New album on Turbo Recordings

Russian techno producer Proxy — like many others — was inspired to start producing after seeing unstoppable, titanic rock/rave pioneers The Prodigy.
“I saw The Prodigy in Red Square [in Moscow] in the '90s,” he says, “and the gig just blew my mind. Not many acts have had an influence on me as big as that.

“Now my main influences are probably just rave in general,” he continues. “There are so many acts out there doing great things.”
If it was Liam, Keith, Maxim and Leeroy Thornhill (who left The Prodge in 2000 to concentrate on DJing and producing) who first lit Proxy’s fuse, he soon hunkered down in his isolated Russian outpost and started learning how to produce.

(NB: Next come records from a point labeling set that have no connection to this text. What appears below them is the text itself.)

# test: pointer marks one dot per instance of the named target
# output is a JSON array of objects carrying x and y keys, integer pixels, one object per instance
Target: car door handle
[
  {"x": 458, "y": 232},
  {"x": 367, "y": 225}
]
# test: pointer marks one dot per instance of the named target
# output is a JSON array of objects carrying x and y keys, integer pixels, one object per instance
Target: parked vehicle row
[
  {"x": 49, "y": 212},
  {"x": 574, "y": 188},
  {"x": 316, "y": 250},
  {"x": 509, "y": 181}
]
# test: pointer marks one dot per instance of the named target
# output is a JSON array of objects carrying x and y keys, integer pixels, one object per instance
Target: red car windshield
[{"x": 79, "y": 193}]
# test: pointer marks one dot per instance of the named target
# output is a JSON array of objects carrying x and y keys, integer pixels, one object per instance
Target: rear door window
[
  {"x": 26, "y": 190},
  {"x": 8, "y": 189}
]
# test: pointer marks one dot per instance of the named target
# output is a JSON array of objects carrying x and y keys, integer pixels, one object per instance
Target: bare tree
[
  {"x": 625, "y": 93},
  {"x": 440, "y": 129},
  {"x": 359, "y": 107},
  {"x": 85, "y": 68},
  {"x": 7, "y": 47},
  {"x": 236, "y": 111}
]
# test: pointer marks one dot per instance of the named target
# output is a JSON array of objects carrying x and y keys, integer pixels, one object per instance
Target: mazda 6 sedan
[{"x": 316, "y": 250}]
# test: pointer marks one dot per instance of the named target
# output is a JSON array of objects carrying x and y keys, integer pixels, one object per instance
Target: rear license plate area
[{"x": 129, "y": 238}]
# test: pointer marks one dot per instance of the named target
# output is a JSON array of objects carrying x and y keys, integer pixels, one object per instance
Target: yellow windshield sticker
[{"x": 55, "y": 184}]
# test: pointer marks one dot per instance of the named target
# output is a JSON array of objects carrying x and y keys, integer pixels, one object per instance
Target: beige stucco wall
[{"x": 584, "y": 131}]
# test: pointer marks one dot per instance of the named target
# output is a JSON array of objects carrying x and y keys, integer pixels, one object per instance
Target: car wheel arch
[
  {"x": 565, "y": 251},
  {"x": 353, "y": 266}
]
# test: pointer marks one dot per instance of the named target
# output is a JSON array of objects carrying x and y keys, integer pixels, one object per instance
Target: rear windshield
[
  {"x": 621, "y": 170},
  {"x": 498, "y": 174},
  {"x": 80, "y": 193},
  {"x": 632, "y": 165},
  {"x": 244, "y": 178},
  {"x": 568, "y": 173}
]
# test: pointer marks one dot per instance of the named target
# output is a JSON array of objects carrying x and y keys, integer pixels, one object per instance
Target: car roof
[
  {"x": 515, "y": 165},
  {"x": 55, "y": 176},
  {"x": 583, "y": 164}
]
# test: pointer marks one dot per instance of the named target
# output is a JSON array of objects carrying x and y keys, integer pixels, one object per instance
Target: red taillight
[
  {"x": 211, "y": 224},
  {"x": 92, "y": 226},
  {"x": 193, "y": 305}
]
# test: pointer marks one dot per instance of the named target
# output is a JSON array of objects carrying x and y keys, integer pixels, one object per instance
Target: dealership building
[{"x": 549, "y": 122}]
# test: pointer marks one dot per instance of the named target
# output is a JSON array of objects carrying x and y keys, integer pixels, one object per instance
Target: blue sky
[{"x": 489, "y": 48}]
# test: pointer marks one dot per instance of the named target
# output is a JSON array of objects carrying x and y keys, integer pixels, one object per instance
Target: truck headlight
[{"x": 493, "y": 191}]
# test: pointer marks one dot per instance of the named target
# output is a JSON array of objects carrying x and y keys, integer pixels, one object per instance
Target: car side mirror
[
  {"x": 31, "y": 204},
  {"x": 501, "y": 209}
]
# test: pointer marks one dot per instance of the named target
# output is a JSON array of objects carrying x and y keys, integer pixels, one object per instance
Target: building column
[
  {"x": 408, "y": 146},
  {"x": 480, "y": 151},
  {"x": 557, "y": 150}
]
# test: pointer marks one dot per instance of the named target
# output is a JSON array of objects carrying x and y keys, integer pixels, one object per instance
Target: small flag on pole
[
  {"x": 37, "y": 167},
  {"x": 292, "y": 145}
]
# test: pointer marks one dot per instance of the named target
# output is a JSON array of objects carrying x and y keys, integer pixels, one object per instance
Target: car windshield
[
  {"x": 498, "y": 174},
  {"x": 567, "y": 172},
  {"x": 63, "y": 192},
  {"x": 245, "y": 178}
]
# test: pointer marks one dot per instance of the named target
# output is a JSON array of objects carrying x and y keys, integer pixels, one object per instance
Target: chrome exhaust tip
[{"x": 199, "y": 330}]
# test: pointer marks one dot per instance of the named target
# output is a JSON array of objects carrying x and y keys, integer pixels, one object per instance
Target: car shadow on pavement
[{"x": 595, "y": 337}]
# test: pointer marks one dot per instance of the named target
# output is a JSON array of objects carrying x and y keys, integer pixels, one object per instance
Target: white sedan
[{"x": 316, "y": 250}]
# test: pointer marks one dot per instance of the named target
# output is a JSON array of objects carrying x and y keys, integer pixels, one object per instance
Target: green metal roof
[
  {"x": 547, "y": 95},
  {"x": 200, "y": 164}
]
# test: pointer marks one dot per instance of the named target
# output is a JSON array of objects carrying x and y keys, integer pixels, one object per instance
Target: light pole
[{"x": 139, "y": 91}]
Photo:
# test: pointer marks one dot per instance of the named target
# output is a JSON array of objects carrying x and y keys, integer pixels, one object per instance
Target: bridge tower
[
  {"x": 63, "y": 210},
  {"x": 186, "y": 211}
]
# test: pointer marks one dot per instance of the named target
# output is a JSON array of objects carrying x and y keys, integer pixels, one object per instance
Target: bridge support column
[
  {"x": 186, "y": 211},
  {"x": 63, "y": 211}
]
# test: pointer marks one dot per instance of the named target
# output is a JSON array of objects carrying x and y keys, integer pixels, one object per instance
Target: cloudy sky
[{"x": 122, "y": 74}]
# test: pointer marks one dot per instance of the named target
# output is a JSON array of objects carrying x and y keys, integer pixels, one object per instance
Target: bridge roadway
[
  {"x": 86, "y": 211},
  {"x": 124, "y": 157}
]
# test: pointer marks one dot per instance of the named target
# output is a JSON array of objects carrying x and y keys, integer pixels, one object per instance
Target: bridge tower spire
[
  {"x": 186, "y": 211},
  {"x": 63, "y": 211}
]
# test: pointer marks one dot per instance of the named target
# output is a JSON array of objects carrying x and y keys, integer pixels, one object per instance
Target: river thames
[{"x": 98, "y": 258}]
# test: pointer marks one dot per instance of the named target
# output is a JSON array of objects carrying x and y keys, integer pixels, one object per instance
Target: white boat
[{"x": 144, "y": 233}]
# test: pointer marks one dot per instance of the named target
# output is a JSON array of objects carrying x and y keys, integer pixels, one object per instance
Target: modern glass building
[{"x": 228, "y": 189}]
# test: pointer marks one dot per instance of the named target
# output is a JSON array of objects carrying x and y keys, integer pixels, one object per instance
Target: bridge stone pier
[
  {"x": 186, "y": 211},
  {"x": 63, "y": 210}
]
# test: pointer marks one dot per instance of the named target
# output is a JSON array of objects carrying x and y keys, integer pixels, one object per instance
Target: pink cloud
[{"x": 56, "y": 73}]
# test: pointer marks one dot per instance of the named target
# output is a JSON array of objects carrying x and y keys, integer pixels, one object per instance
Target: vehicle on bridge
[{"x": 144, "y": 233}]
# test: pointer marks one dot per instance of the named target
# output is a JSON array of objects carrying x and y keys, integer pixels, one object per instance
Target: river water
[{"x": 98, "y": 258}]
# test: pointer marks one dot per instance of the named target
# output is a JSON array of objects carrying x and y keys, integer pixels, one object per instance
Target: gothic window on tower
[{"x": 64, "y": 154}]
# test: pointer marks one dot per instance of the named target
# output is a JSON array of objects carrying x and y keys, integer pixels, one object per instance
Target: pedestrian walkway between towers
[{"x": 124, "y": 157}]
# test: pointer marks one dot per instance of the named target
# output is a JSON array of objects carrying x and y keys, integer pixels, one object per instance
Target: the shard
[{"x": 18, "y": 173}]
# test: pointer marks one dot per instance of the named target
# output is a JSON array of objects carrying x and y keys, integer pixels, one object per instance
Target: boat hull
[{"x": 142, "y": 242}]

“I’m from a cold dark place, and this influences me in many ways,” Proxy tells DJ Mag. “Music is an expression, as everybody says, but it’s true. I like to put my moods and emotions into my music.”


Proxy first pricked up our ears with an inventive In New DJs We Trust
 technoid mix on Kissy Sell Out’s show on BBC Radio 1 a few years back, and he’s gradually been slipping out techno tracks via Turbo Recordings. You can see why Proxy’s rulebook-flouting techno appeals to Turbo boss Tiga, and while chatting about the diminutive Canadian, we ask Proxy to tell us a secret about Tiga.

“He's got a favourite shirt,” the Russian deadpans, seriously, not quite second-guessing that we were after a more salacious tit-bit. “It’s white with small black dots on it.”

When he was asked to remix his formative heroes The Prodigy a little while back, he was beside himself. “It was a great honour,” he says. Now his debut album, the 20-track double CD ‘Music From The Eastblock Jungles’, has arrived on Turbo.

Just to sample some of the tracks beginning with ‘r’: ‘Raw’ is a collapsing dystopian discursive emission; a dark grinding ‘Revolution’ is enough to give Russian premier Putin nightmares; ‘Raven’ is metallic, industrial and edgy; and ‘Red Juke’ is dramatic and filmic. “I love movies like Predator and all movies about space,” Proxy says. “I like the idea of space being endless, and films that show this are a great influence to me.”

Proxy’s radioactive technoid sketches demand to be heard. “I just like to experiment with my music,” he continues. “I like to build a general atmosphere of sound rather than being in a specific 'genre'. I just make what I feel inside.”